I took my time… and that trust took two years to build, at liberty.
Sadie was a workin’ horse during her first years. If you what that means.. then you get it.
Then before I got her, she was with a wonderful friend her taught her that not all people were bad. That she enjoyed my friends grandkids riding her around, and she took such good care of them.
Now we are retired, we ride for relaxation and just to spend time together.
She’s happy to leave the barn now, and go on a relaxing ride.
Her working days are still in her memory though… she spots a cow from a mile away, and will move to a gate to open it, if I ask it of her.

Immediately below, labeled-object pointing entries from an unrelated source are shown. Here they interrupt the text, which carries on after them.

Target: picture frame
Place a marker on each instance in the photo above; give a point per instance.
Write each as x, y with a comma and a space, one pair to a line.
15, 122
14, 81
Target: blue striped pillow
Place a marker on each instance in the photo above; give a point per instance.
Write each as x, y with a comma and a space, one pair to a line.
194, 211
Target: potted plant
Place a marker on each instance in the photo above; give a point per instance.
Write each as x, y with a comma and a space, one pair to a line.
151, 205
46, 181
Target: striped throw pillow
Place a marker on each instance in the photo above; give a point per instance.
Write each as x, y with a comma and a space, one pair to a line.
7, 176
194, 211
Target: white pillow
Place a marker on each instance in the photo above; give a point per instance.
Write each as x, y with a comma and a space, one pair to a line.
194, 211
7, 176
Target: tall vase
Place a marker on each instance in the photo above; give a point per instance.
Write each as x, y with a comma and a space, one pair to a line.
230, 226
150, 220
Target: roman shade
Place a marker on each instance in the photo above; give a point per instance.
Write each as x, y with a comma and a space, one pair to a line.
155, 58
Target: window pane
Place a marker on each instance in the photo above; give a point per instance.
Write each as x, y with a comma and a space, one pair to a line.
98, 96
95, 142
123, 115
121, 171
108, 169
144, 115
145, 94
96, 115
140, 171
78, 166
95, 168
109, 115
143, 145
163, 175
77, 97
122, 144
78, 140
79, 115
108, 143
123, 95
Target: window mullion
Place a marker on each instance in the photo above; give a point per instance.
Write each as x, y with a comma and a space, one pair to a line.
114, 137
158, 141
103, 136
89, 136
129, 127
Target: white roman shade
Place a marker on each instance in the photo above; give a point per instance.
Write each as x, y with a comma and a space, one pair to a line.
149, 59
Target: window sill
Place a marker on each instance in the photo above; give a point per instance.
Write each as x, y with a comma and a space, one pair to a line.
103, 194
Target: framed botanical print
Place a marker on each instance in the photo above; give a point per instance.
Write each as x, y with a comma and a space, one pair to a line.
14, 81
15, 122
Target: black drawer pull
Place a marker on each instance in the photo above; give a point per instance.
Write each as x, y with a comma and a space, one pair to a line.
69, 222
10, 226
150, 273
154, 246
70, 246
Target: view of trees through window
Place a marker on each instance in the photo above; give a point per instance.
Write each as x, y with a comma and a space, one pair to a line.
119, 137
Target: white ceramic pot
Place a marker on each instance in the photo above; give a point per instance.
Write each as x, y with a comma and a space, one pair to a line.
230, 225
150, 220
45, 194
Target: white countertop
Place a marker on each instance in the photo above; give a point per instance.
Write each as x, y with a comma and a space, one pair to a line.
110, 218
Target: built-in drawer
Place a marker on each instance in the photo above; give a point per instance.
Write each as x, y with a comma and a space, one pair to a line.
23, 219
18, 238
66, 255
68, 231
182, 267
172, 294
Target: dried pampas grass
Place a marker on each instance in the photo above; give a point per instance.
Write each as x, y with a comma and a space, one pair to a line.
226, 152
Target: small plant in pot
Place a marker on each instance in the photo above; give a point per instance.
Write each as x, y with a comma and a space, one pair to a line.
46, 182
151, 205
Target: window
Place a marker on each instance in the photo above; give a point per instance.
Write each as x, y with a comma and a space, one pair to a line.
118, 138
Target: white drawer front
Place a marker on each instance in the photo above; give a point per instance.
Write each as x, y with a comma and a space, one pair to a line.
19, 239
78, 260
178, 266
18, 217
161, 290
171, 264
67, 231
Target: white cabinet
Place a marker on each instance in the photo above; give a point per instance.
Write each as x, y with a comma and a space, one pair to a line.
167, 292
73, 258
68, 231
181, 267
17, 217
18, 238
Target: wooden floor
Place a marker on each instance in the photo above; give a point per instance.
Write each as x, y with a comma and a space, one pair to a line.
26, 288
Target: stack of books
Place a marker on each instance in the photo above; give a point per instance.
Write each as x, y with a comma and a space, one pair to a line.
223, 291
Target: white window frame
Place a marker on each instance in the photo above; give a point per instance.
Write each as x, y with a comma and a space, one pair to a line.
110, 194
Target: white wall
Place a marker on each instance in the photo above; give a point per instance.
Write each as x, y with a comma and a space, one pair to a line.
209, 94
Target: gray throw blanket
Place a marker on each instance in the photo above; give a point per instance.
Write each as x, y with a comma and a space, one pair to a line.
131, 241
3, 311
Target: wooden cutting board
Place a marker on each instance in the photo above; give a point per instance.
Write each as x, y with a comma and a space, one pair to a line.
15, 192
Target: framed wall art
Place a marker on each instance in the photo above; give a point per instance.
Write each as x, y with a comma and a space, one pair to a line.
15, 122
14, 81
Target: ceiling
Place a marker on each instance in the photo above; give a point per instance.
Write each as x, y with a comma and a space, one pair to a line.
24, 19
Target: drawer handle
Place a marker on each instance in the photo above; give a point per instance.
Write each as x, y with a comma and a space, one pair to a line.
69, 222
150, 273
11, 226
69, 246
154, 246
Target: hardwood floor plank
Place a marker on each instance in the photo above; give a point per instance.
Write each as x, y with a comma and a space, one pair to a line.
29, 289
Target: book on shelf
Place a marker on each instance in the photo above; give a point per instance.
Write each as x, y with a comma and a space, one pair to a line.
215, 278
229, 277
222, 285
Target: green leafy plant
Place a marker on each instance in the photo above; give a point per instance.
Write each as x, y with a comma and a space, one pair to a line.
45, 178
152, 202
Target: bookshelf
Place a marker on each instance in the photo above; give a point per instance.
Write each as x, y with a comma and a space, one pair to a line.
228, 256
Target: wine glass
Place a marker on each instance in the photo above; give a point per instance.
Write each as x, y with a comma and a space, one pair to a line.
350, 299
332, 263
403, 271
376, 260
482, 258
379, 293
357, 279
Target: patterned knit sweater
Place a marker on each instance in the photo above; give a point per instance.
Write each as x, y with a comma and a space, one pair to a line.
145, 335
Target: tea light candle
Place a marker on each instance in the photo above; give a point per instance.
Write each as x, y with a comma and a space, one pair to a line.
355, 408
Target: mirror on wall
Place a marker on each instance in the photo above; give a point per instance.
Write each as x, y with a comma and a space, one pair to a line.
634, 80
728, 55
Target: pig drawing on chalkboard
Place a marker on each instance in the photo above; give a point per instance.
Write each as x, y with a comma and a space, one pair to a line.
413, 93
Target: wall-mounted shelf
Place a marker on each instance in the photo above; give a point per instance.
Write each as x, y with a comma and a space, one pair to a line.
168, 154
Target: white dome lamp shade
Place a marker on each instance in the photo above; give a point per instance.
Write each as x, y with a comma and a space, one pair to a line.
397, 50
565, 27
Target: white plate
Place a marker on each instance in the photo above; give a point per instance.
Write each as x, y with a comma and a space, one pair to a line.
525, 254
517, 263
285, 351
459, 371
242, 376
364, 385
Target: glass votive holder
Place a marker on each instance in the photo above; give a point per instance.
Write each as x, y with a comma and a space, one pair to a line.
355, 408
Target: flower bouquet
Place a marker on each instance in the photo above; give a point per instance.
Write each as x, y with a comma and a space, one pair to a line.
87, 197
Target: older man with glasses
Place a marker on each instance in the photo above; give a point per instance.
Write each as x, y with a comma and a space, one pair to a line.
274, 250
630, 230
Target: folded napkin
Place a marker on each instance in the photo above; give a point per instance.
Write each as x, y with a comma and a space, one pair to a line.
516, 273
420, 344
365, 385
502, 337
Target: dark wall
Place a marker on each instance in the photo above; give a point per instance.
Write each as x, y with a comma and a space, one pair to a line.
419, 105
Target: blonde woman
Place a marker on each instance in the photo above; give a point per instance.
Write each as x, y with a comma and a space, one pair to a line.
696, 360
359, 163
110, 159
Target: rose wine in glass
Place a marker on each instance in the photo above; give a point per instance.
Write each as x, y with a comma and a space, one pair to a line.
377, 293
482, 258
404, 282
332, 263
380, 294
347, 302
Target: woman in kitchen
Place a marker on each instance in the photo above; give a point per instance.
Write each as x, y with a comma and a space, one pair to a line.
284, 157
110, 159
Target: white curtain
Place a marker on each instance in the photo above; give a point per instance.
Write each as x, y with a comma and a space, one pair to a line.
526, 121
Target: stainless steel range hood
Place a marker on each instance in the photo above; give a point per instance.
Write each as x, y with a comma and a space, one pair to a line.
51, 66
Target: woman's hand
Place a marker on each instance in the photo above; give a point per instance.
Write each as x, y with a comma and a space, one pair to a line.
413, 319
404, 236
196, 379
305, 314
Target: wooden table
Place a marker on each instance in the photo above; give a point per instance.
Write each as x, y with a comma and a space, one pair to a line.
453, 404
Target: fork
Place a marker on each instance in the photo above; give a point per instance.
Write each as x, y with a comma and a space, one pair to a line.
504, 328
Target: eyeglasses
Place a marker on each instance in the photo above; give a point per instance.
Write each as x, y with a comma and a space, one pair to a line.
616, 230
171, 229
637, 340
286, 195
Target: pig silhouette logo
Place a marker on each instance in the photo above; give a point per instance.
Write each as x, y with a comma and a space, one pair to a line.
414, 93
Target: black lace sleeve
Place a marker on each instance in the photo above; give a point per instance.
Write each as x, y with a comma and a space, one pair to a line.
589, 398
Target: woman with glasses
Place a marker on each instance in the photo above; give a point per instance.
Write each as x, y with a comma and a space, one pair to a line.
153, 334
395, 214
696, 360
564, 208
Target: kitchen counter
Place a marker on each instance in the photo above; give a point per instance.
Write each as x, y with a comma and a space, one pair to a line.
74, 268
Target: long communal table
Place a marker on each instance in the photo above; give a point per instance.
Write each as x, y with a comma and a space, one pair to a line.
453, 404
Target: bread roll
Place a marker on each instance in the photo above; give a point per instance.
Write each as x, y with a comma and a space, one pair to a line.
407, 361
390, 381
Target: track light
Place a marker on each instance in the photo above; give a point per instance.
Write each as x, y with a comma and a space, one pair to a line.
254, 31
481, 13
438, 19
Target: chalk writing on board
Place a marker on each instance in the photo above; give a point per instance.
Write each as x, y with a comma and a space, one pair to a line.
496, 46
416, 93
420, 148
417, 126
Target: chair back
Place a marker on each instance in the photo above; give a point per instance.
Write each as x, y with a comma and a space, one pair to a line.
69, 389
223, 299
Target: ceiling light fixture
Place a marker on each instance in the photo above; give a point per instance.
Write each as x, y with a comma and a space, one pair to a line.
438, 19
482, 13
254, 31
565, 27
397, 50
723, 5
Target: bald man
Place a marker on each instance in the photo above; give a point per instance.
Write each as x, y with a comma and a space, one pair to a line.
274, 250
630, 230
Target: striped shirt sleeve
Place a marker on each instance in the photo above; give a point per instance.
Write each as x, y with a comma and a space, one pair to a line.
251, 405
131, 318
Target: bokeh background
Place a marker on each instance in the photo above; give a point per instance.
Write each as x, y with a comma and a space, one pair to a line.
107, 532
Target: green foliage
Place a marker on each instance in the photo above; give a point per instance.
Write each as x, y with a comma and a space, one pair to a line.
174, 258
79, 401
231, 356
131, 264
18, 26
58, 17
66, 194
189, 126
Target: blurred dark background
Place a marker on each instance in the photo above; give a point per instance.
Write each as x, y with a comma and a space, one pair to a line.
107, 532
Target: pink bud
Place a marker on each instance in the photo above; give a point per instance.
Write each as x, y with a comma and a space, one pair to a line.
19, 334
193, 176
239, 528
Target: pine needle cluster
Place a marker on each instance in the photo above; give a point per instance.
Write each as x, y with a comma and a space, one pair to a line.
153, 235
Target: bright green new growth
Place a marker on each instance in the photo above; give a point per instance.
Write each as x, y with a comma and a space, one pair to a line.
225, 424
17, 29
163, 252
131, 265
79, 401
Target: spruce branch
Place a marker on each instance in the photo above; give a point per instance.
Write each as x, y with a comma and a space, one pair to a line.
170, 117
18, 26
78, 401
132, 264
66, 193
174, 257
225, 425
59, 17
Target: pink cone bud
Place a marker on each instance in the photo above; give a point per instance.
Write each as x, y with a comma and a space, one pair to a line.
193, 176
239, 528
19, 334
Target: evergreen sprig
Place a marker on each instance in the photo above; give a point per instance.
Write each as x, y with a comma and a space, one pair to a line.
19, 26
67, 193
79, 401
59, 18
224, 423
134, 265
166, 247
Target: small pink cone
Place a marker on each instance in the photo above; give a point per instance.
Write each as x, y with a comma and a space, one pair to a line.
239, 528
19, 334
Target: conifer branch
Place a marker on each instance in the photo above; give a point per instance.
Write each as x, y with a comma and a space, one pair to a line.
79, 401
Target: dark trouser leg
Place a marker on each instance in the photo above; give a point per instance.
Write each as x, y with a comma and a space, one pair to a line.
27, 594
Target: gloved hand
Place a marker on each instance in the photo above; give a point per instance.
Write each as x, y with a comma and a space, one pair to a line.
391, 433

When your horse holds your drink on her booty. 🤣 #1
I call her the brush buster, because I’m guessing she had to look for cows/calves at one point, in the brush… and she will just go through it, instead of around it.
I can see the past learned behavior coming to the forefront, when she thinks she has to work…but we don’t “work” anymore. But those memories are still there.
Don’t worry Sadie girl, I got you… nothing but blue skies and fun rides from now on. 💜
I’ve had quite a few horses, I’ve lost them due to domestic violence and abuse. Having my horses stolen, due to undiagnosed mental health, ptsd on my part, has been a sad haunting memory for me…
But all of my horses knew love. To me, that is all I could send with them.
I’ll admit, I struggle still with guilt… which I shouldn’t do, but my heart and mind battle are the hard days.
Don’t miss a moment… they could be gone in a heartbeat.